Even now, with Trump and the Republicans still celebrating their victory for Corporate America with the tax-cut bill, schemes as varied as the expansion of offshore drilling and a further assault on voting rights are unraveling.

No one should downplay what Trump and the right are getting away with--but neither should we forget the last year's high points of resistance.

The many individual struggles and movements for justice can be collective building blocks for challenging the Trump presidency as a whole--but only if people start with working on each block.

If Donald Trump is going to spew racist hate and victimize immigrants, our side can try to engage the much larger numbers of people who hate Trump's scapegoating--and mobilize them around an alternative based on solidarity and struggle.


TRUMP'S RACIST diatribe would have been at home at a torch-lit, alt-right rally, but it's telling that it came at a White House meeting to discuss a bipartisan "compromise" on various immigration proposals such as preserving protections for undocumented youth under the Deferred Action for Childhood Arrivals (DACA) program.

As author Roxane Gay pointed out in a New York Times op-ed essay, the meeting didn't end in an outraged walkout. But after hearing such filth, no one should trust Trump's claims that he cares about an agreement that safeguards the futures of DACA recipients.

Nevertheless, immigrants should be suspicious of the other side in these "negotiations"--the Democrats and so-called moderate Republicans who are willing to look for common ground with anti-immigrant zealots.

In the name of extending DACA to protect some immigrants, the compromisers are prepared for other immigrants to pay the price--in the form of more funding for "border security" at a time when ICE is already carrying out a reign of terror.

It wasn't hard to figure out what Donald Trump really thought about immigrants from Latin America and Africa long before he said it too crudely to stay a behind-closed-doors secret. He launched his presidential campaign in 2015 with slanders about Mexican immigrants "bringing drugs. They're bringing crime. They're rapists."

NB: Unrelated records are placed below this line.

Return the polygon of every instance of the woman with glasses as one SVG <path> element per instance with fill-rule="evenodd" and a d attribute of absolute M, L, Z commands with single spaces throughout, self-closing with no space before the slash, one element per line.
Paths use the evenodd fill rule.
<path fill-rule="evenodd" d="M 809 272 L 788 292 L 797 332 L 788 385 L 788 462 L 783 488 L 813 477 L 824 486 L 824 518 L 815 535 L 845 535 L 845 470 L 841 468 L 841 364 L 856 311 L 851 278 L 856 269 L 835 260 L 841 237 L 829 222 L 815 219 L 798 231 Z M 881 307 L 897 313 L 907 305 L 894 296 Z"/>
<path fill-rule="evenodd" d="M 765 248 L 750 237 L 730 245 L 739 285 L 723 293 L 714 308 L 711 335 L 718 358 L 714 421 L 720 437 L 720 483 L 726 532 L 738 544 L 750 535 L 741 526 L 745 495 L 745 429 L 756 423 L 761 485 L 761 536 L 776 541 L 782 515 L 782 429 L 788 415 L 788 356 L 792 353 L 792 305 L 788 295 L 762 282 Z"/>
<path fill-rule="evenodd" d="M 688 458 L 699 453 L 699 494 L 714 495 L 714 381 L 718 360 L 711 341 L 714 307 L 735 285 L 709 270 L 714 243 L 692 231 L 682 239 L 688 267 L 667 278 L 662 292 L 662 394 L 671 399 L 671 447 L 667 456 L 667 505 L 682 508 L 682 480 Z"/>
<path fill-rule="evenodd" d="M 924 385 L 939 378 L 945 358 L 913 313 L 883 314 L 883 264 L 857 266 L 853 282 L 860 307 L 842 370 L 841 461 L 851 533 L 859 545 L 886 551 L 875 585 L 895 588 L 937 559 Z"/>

Trump acts as if immigrants are taking advantage of the system in the U.S.--when, in fact, they are routinely taken advantage of and ruthlessly exploited.

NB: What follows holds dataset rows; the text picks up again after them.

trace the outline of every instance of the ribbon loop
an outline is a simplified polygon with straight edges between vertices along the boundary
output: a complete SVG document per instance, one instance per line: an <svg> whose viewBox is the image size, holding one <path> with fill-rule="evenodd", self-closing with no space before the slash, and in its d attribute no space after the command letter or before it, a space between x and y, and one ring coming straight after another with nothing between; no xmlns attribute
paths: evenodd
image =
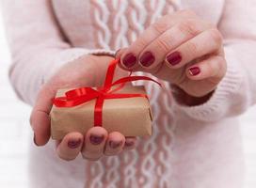
<svg viewBox="0 0 256 188"><path fill-rule="evenodd" d="M57 107L73 107L80 105L93 99L96 100L94 107L94 126L103 126L103 105L104 100L108 99L123 99L123 98L134 98L134 97L144 97L148 99L145 94L119 94L115 93L124 86L128 82L137 81L137 80L147 80L158 84L161 84L152 78L147 76L129 76L120 78L113 83L114 73L120 59L115 59L110 62L107 72L105 75L105 80L103 87L97 87L94 89L92 87L80 87L75 88L65 93L65 97L56 97L53 100L53 103ZM118 86L115 89L111 90L112 86Z"/></svg>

Most Democrats would challenge Trump on this verbally--but the party is committed to a two-faced immigration policy that accepts strict border control and enforcement alongside any protections or a "path to citizenship" that benefits only some.

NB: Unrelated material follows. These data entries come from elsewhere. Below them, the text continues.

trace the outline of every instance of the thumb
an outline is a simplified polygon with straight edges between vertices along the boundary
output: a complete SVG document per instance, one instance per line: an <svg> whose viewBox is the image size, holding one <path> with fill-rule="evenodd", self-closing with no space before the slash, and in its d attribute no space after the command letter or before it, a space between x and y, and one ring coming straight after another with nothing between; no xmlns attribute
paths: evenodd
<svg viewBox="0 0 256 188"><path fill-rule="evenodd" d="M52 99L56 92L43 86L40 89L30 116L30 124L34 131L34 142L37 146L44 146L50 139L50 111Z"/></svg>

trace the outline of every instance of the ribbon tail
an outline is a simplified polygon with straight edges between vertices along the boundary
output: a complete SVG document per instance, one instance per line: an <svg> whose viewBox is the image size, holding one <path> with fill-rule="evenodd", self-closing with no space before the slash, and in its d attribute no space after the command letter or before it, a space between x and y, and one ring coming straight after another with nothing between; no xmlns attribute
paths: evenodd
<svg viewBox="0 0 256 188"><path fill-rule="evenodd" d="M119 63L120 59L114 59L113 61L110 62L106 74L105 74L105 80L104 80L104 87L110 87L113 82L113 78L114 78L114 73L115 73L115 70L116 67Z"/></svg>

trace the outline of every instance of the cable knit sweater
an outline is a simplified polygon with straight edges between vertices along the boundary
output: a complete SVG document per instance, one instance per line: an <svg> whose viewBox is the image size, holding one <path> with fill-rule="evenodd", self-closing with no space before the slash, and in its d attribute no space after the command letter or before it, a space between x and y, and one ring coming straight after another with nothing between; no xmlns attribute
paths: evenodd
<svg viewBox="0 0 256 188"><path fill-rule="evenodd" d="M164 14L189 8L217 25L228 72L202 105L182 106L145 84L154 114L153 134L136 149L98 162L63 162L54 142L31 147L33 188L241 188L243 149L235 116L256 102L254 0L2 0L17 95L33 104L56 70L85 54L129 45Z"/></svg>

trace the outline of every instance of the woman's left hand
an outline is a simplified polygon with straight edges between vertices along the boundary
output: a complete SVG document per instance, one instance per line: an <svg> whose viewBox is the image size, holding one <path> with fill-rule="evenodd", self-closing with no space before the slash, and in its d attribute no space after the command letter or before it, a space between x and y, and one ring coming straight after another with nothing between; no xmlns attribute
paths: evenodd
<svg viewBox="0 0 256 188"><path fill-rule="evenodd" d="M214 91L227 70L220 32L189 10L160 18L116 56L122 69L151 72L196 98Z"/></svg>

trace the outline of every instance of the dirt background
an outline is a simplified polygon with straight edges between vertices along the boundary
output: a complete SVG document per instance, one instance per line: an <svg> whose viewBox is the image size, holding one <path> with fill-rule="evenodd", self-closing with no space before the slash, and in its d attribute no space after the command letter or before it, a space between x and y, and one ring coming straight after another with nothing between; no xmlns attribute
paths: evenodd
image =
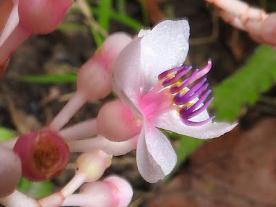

Thus, Barack Obama issued the executive order establishing the DACA program, under pressure from protests by immigrant youth--while at the same time presiding over a deportation machine that expelled more of the undocumented than any other president before him.

This is why Democratic leaders will denounce Trump's ugly scapegoating, but won't do what could make a real difference: throw every effort into mobilizing immigrants and their supporters for protest and direct action that puts pressure on all the politicians to hold a vote on a bill extending DACA without conditions--while beginning the discussion about measures like amnesty and legal equality.

If Democrats are committed to an immigration system that combines limited and elusive promises with drastic punishment, it doesn't make sense to wait around for them to get elected in 2018, and hope they'll do something that they've already proven they won't. We need action now.

Trump has once again shown the sickening face of anti-immigrant hate. Millions of people despise him for it, but their outrage needs to be organized into action.

The struggle for immigrant justice won't bring millions into the street overnight, but there are new opportunities now to win wider numbers to the urgent need to struggle. We can turn the dozens and hundreds of people who turned out to defend Siham Byah in Boston and Ravi Ragbir in New York City into hundreds and thousands and more.